Es hilft hier nichts, Eisen zu geben (Tabletten oder Infusionen) – man muss die ursächliche Krankheit beheben!

Lichttherapie kann chronische Erschöpfung lindern

Krankheiten wie Rheuma, Krebs, Multiple Sklerose (MS), aber auch Long Covid sind oft mit einer chronischen Müdigkeit verbunden. Gegen diese «Fatigue» kann eine Lichttherapie helfen, haben Forschende in Österreich nachgewiesen. Ein Team um den Neurologen Stefan Seidel von der Medizinischen Universität Wien und dem Universitätsklinikum AKH Wien nahm sich für seine Untersuchung eine Gruppe von MS-Patientinnen und -patienten vor. Dies aus gutem Grund: Bei kaum einer anderen Krankheit ist die Wahrscheinlichkeit so gross, dass die Betroffenen begleitend auch an Fatigue leiden: Studien gehen von 75 bis 99 Prozent aus. 
Schliesslich wurden die Studienteilnehmenden in zwei Gruppen aufgeteilt: Die eine Gruppe benutzte eine Tageslichtlampe mit einer Helligkeit von 10’000 Lux, die andere eine baugleiche Lampe mit rotem Licht und lediglich 300 Lux.
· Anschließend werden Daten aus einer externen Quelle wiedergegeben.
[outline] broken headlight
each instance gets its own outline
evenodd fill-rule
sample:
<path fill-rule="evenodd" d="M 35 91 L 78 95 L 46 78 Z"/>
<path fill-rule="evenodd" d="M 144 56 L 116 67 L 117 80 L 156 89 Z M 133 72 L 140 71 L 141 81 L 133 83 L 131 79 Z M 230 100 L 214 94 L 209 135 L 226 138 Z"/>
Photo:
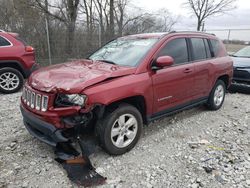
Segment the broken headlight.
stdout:
<path fill-rule="evenodd" d="M 84 106 L 87 96 L 81 94 L 59 94 L 56 98 L 56 107 Z"/>

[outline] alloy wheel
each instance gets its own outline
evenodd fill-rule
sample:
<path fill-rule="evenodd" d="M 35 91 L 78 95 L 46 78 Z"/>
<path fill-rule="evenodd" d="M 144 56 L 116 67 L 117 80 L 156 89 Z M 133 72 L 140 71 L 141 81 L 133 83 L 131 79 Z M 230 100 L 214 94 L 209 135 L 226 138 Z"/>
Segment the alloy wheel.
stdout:
<path fill-rule="evenodd" d="M 111 128 L 112 143 L 118 148 L 127 147 L 137 135 L 138 122 L 132 114 L 119 116 Z"/>
<path fill-rule="evenodd" d="M 0 87 L 6 91 L 11 91 L 19 86 L 20 79 L 12 72 L 5 72 L 0 75 Z"/>

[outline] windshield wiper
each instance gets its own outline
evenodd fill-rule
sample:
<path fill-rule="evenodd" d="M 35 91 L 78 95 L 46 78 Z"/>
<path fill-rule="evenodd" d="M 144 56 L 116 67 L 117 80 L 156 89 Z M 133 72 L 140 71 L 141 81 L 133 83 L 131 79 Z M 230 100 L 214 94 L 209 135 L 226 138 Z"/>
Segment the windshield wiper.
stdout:
<path fill-rule="evenodd" d="M 105 59 L 98 59 L 97 61 L 102 61 L 102 62 L 104 62 L 104 63 L 109 63 L 109 64 L 112 64 L 112 65 L 116 65 L 115 62 L 109 61 L 109 60 L 105 60 Z"/>

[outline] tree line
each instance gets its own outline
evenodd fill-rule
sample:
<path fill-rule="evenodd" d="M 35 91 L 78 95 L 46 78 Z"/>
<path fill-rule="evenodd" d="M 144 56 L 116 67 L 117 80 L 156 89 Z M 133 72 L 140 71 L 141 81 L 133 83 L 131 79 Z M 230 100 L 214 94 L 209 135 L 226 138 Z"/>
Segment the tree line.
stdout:
<path fill-rule="evenodd" d="M 86 57 L 123 35 L 167 32 L 177 22 L 167 9 L 147 13 L 129 0 L 0 0 L 0 4 L 0 29 L 19 33 L 36 48 L 38 59 L 48 57 L 49 34 L 54 61 Z"/>
<path fill-rule="evenodd" d="M 236 0 L 183 2 L 199 31 L 207 18 L 232 10 Z M 86 57 L 116 37 L 168 32 L 179 21 L 167 9 L 149 13 L 130 0 L 0 0 L 0 5 L 0 29 L 19 33 L 39 60 L 48 58 L 49 42 L 55 63 Z"/>

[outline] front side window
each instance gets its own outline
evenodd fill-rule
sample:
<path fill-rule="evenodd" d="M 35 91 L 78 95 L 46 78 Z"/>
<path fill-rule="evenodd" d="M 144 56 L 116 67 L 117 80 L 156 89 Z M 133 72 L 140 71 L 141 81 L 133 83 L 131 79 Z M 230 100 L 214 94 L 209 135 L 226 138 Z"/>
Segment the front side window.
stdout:
<path fill-rule="evenodd" d="M 93 53 L 89 59 L 124 66 L 137 66 L 158 38 L 118 38 Z"/>
<path fill-rule="evenodd" d="M 171 56 L 174 59 L 174 64 L 183 64 L 188 62 L 188 50 L 185 38 L 178 38 L 169 41 L 162 48 L 157 57 Z"/>
<path fill-rule="evenodd" d="M 191 38 L 191 43 L 193 47 L 193 60 L 206 59 L 206 48 L 202 38 Z"/>
<path fill-rule="evenodd" d="M 3 37 L 1 37 L 0 36 L 0 46 L 2 47 L 2 46 L 10 46 L 11 44 L 10 44 L 10 42 L 9 41 L 7 41 L 5 38 L 3 38 Z"/>
<path fill-rule="evenodd" d="M 235 56 L 235 57 L 247 57 L 247 58 L 250 58 L 250 46 L 242 48 L 241 50 L 239 50 L 238 52 L 236 52 L 235 54 L 233 54 L 233 56 Z"/>

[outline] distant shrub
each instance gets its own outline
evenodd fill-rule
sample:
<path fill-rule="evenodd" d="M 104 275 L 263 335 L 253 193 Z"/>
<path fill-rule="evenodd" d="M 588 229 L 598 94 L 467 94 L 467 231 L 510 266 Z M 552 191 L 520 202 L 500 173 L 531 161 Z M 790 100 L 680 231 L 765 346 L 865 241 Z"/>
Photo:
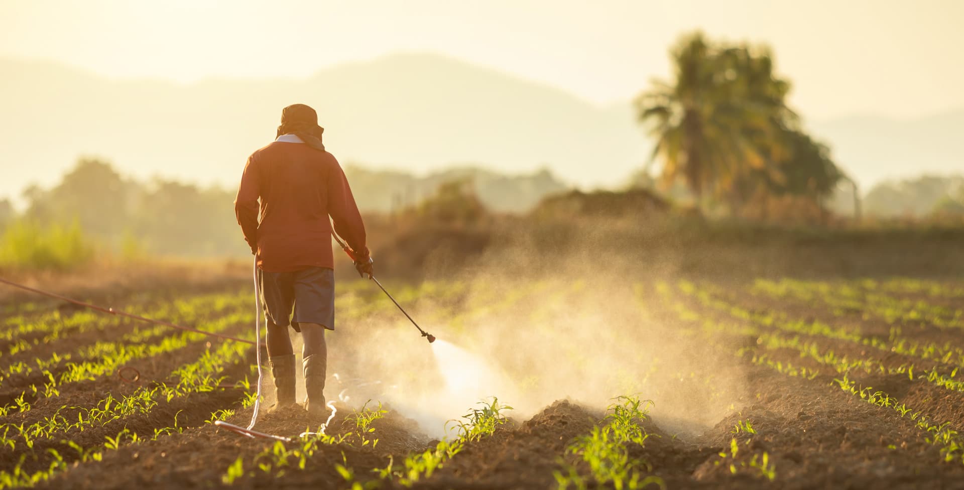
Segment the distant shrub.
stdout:
<path fill-rule="evenodd" d="M 66 270 L 94 259 L 93 242 L 80 224 L 40 225 L 29 220 L 11 223 L 0 236 L 0 266 L 15 269 Z"/>

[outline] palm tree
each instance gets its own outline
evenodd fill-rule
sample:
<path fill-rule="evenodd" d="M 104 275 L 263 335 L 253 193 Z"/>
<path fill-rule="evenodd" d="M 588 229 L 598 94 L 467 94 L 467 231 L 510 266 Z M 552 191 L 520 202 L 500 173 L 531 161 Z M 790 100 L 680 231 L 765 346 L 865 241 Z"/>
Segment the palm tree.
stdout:
<path fill-rule="evenodd" d="M 776 172 L 774 135 L 796 121 L 784 103 L 790 84 L 766 49 L 718 48 L 697 32 L 670 52 L 674 82 L 654 81 L 635 101 L 656 140 L 652 159 L 662 160 L 664 185 L 683 178 L 698 203 L 708 192 L 738 201 L 735 186 L 751 170 Z"/>

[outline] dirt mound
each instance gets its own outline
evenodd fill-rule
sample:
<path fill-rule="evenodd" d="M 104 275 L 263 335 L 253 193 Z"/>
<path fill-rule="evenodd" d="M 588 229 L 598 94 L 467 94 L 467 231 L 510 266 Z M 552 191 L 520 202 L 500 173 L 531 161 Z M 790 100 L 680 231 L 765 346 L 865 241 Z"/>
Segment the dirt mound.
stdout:
<path fill-rule="evenodd" d="M 503 425 L 466 446 L 432 478 L 414 488 L 549 488 L 558 458 L 576 436 L 587 433 L 602 414 L 569 400 L 556 400 L 523 423 Z"/>
<path fill-rule="evenodd" d="M 646 189 L 588 193 L 574 190 L 544 199 L 532 215 L 620 217 L 664 213 L 669 207 L 669 203 Z"/>

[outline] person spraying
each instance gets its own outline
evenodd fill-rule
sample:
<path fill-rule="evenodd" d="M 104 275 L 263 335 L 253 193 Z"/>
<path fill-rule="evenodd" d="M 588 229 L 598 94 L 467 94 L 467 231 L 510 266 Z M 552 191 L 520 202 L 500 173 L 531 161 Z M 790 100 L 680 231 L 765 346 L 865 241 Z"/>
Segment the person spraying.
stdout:
<path fill-rule="evenodd" d="M 269 412 L 296 406 L 290 327 L 304 340 L 305 409 L 312 418 L 328 413 L 323 392 L 325 331 L 335 330 L 332 223 L 351 248 L 359 273 L 373 274 L 364 223 L 341 166 L 325 150 L 323 132 L 314 109 L 305 104 L 285 107 L 276 140 L 248 157 L 234 201 L 238 224 L 257 265 L 258 301 L 278 400 Z"/>

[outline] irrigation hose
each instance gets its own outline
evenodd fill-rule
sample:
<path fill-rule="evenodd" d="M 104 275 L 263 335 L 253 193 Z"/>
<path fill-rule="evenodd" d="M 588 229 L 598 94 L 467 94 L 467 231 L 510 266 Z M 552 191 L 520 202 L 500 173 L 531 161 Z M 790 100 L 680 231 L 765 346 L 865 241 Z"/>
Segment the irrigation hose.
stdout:
<path fill-rule="evenodd" d="M 254 422 L 257 422 L 257 411 L 261 407 L 261 379 L 264 377 L 261 375 L 261 286 L 257 284 L 257 258 L 254 258 L 254 268 L 252 272 L 254 277 L 254 358 L 257 360 L 257 397 L 254 398 L 254 411 L 251 414 L 251 423 L 248 424 L 248 430 L 251 431 L 254 428 Z M 251 434 L 246 434 L 249 437 L 257 437 Z"/>
<path fill-rule="evenodd" d="M 157 325 L 164 325 L 166 327 L 176 328 L 176 329 L 180 329 L 180 330 L 186 330 L 188 332 L 194 332 L 196 334 L 206 335 L 206 336 L 209 336 L 209 337 L 217 337 L 217 338 L 220 338 L 220 339 L 226 339 L 228 340 L 234 340 L 236 342 L 250 343 L 252 345 L 254 345 L 256 343 L 256 342 L 253 342 L 251 340 L 246 340 L 244 339 L 238 339 L 237 337 L 231 337 L 229 335 L 215 334 L 214 332 L 205 332 L 203 330 L 198 330 L 196 328 L 185 327 L 185 326 L 181 326 L 181 325 L 175 325 L 174 323 L 167 322 L 167 321 L 155 320 L 153 318 L 147 318 L 147 317 L 140 316 L 140 315 L 133 314 L 133 313 L 124 313 L 124 312 L 119 312 L 117 310 L 114 310 L 113 308 L 104 308 L 104 307 L 99 307 L 99 306 L 96 306 L 96 305 L 92 305 L 90 303 L 84 303 L 83 301 L 78 301 L 78 300 L 75 300 L 75 299 L 71 299 L 71 298 L 68 298 L 67 296 L 62 296 L 60 294 L 56 294 L 56 293 L 53 293 L 53 292 L 44 291 L 44 290 L 41 290 L 41 289 L 37 289 L 35 287 L 30 287 L 29 286 L 24 286 L 24 285 L 21 285 L 21 284 L 18 284 L 18 283 L 14 283 L 13 281 L 8 281 L 8 280 L 6 280 L 4 278 L 0 278 L 0 283 L 3 283 L 3 284 L 8 285 L 8 286 L 13 286 L 13 287 L 18 287 L 18 288 L 23 289 L 25 291 L 30 291 L 30 292 L 34 292 L 34 293 L 40 294 L 40 295 L 43 295 L 43 296 L 47 296 L 47 297 L 50 297 L 50 298 L 59 299 L 61 301 L 66 301 L 67 303 L 73 303 L 74 305 L 77 305 L 77 306 L 82 306 L 84 308 L 89 308 L 91 310 L 95 310 L 97 312 L 102 312 L 102 313 L 110 313 L 110 314 L 113 314 L 113 315 L 125 316 L 127 318 L 132 318 L 132 319 L 135 319 L 135 320 L 138 320 L 138 321 L 145 321 L 145 322 L 147 322 L 147 323 L 154 323 L 154 324 L 157 324 Z"/>

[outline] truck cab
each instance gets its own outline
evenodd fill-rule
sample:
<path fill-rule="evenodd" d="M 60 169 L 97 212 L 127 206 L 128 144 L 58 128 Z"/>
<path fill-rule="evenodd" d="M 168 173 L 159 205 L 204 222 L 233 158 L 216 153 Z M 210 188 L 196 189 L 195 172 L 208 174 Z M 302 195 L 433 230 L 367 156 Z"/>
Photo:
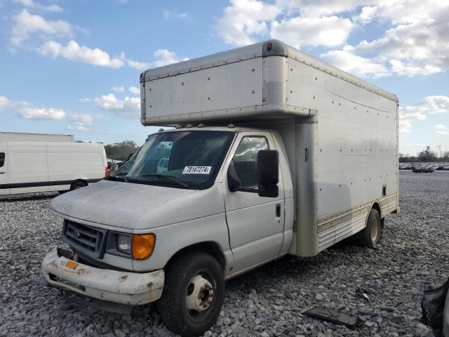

Während das schwache, rote Licht keinerlei Wirkung zeigte, konnten die Forschenden bei der anderen Gruppe bereits nach 14 Tagen messbare Erfolge feststellen: Die Teilnehmenden, die täglich eine halbe Stunde ihre 10’000-Lux-Tageslichtlampe benutzten, wiesen schon nach dieser kurzen Zeitspanne eine verbesserte körperliche und geistige Leistungsfähigkeit auf. Auch litten sie weniger unter Tagesschläfrigkeit als die Kontrollgruppe mit dem schwachen Rotlicht. «Die Erkenntnisse aus unserer Studie stellen einen vielversprechenden nicht medikamentösen Therapieansatz dar», sagt Studienleiter Stefan Seidel.

Dass die Lichttherapie nun auch gegen die Fatigue helfen kann, überrascht nicht: Auch das künstliche Licht einer Lampe wirkt dem schläfrig machenden Prozess entgegen: Wenn genug helles Licht auf die Netzhaut trifft, hemmt es die Melatoninproduktion und macht dadurch aktiver, verbessert die Stimmung und auch die Hirnleistung. Eine korrekt durchgeführte Lichttherapie hilft ausserdem, die innere Uhr, also den Schlaf-Wach-Rhythmus, einzustellen. Das wiederum wirkt sich positiv auf die Schlafqualität aus.

Zum Schluss noch ein Tipp ganz ohne Kostenfolgen: Wer nur leicht unter dem «Winterblues» oder der Fatigue leidet, kann es auch mit einem täglichen Morgenspaziergang von mindestens einer Stunde versuchen. Der hat einen ähnlichen Effekt wie die Lichttherapie.